What would be the estimated terminal of the placard?
ok. That placard has no terminal v until it sheds its forward momentum and clears the 727 vortex wake behind the plane. That placard does not behave like the box dropped during the test flight. Remember, the plane is still moving ahead at 200mph even as the placard has separated from the plane. The hi velocity vortex from the plane and its engines will catch up with the placard which is now shedding velocity ... those forces could conceivably lift the placard up vertically at first and stall its descent, or make it travel in loops, or tear it apart ... until gravity becomes the dominant force on the placard.
I have always wondered if the placard looks like it does (half an original placard) because it was torn apart in the jet's vortex?
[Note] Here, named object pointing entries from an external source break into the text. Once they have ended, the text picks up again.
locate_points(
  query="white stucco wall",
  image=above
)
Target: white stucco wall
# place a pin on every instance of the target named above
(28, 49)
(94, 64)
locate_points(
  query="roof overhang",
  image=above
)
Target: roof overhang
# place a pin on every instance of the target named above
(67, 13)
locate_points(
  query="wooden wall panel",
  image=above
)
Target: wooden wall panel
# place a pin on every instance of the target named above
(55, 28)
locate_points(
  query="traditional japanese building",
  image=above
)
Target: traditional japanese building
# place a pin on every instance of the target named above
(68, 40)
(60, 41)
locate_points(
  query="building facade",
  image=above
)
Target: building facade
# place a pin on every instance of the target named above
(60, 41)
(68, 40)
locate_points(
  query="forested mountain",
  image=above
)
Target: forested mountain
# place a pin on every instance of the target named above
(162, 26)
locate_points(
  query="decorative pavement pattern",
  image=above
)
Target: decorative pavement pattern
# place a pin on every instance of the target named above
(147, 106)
May the other half is laying on the ground somewhere? That's a job for Kermit to find and solve!
This is not a single variable linear problem but a multi-variant problem for calculus! We have been trying to tell people that for a long time. Nobody is listening?
In the photo attached add another large vortex behind the plane (unseen in this photo) from the three engines all clustered. Those gases are propagating faster than any terminal v initially involved ... by a long long way! These vortexes behind the plane (as it is moving ahead) are propagating faster than any terminal-v the placard can ever have due to gravity! Now throw in winds and the direction of winds, once the placard manages to survive the vortexes and gets to less turbulent air which has no 'lift', so the plastic card (whats left of it) can begin to fall to have a terminal v. Then ask your question.
Im not saying anything that R99, 377, TK, Hominid, etal dont already know.